Voilà un bouquin bien daté (1976) qui pourtant ne perd rien de sa pertinence et reste tout à fait passionnant même si les choses ont beaucoup évolué depuis dans les domaines de la physique des particules et de la cosmologie. Il reste même un grand classique qui a contribué à répandre les concepts cosmologiques auprès du grand public. Aucune liste de science ne saurait être complète sans lui.
Il s'agit donc en effet de nous décrire l'histoire des premières minutes de notre univers et de nous faire découvrir un milieu ahurissant où règne des températures de l'ordre du milliard de degrés, des pressions quasi infinies et où tout est lumière car rien n'a encore eu le temps d'être créé. Le sujet du livre est donc en soi un tour de force. On ne peut que rester admiratif devant la puissance de réflexion qu'il aura fallu déployer au cours du dernier siècle pour concevoir l'inconcevable et mieux encore , pour le quantifier comme une expérience de laboratoire.
Le livre est puissant en effet non seulement dans la maestria du développement, mais aussi dans son souci de rester près des lois physiques, des mesures, des règles mathématiques qui sous-tendent ce début d'Univers. Weinberg ne fait pas que raconter (et il fait ça très bien) mais il démontre patiemment d'où viennent les chiffres extraordinaires qu'il nous donne à imaginer. Ce côté démonstratif , cette exposition du raisonnement des physiciens, est d'ailleurs ce qui rend le livre un poil indigeste parfois et je ne compte pas les fois où j'ai dû lire et relire le même paragraphe pour être sûr d'avoir saisi ce que l'on me disait. (A noter que les maths sont malgré tout évacuées en fin de livre dans de très bonnes annotations finales).
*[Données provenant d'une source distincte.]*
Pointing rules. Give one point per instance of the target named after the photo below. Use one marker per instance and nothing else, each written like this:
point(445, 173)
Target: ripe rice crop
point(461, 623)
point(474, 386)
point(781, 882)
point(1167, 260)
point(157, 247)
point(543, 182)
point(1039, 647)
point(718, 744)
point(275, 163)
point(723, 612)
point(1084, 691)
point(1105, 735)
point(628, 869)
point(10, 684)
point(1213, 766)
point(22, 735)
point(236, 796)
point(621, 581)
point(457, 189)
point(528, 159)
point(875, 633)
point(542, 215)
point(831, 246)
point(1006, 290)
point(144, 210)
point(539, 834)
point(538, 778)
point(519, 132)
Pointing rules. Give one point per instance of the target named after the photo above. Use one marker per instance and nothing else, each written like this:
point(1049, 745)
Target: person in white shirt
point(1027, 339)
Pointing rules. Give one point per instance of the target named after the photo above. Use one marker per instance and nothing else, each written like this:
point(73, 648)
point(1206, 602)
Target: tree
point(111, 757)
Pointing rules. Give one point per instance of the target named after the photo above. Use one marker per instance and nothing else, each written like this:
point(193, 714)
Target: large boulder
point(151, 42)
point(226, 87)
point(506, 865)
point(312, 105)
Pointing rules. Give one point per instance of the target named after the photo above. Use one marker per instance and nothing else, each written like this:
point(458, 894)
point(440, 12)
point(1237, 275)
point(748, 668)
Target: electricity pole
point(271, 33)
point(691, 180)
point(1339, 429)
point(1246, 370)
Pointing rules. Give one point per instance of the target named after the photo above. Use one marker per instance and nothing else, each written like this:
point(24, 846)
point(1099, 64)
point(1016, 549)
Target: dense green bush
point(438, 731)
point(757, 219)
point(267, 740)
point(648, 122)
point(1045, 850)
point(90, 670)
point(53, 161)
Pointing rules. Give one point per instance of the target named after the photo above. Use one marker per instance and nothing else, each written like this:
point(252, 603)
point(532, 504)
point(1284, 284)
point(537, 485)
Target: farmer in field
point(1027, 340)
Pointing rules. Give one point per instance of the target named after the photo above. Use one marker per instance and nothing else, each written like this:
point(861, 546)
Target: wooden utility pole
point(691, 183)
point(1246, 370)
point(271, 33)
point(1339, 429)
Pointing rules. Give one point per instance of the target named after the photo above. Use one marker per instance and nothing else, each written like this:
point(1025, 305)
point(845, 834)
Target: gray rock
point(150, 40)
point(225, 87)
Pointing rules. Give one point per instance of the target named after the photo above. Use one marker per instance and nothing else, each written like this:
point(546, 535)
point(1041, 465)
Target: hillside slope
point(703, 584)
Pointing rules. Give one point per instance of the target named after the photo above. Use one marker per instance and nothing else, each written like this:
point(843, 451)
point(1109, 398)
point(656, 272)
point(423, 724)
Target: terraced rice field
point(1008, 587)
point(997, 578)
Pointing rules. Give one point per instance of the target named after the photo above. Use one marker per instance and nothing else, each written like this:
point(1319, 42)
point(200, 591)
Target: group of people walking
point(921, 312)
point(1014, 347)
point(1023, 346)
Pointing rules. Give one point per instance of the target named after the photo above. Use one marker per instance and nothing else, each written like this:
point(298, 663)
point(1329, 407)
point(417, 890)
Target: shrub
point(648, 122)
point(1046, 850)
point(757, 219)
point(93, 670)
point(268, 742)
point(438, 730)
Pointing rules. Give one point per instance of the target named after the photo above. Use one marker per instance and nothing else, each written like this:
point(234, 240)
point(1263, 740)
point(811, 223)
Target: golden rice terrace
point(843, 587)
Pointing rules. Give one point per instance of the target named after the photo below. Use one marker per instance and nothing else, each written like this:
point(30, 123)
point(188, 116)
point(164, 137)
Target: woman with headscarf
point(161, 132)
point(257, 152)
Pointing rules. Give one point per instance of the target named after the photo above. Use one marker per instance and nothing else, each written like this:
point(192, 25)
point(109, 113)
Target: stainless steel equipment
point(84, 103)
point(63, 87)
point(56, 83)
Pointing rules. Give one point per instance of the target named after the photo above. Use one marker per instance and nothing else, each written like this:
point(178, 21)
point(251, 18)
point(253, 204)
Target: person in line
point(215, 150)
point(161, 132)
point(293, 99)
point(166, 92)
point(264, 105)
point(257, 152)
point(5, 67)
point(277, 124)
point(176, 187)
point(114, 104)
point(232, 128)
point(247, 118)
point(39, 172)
La narration est superbe de bout en bout mais certains chapitres sont plus passionnants que d'autres, notamment ceux qui concernent l'immense découverte (fortuite) faite en 1965 du bruit de fond cosmique, rayonnement fantôme issue des premiers instants de l'Univers. Weinberg présente avec une justesse le parcours erratique de cette découverte, qui semble avoir été faite avec trente ans de retard. Ce faisant, il nous expose ainsi le fonctionnement interne de la science internationale, ses succés et ses malentendus. On y voit aussi Weinberg se morfondre de ce que la technologie est impuissante à sonder les fins-fonds de l'univers, technologie qui le contredira heureusement et radicalement dans les années 90. Passionnant.
Le livre termine sur une mise au point de Weinberg, qui expose certaines découvertes plus récentes en cosmologie. Pour le lecteur de vulgarisation, bien des choses se sont rajoutées depuis au propos de l'auteur, notamment la thèse inflationnaire, les cordes, la détection récente des ondes gravitationnelles, ou encore la confirmation d'un univers à courbure nulle. Mais on remarquera que le grand défi actuel est déjà évoqué par Weinberg, de manière succincte : cette matière noire qui compose 98% de notre univers et dont nous ignorons tout.
Livre indispensable pour tout amateur de science et livre époustouflant pour qui découvre pour la première fois le visage du jeune Univers. Recommandé.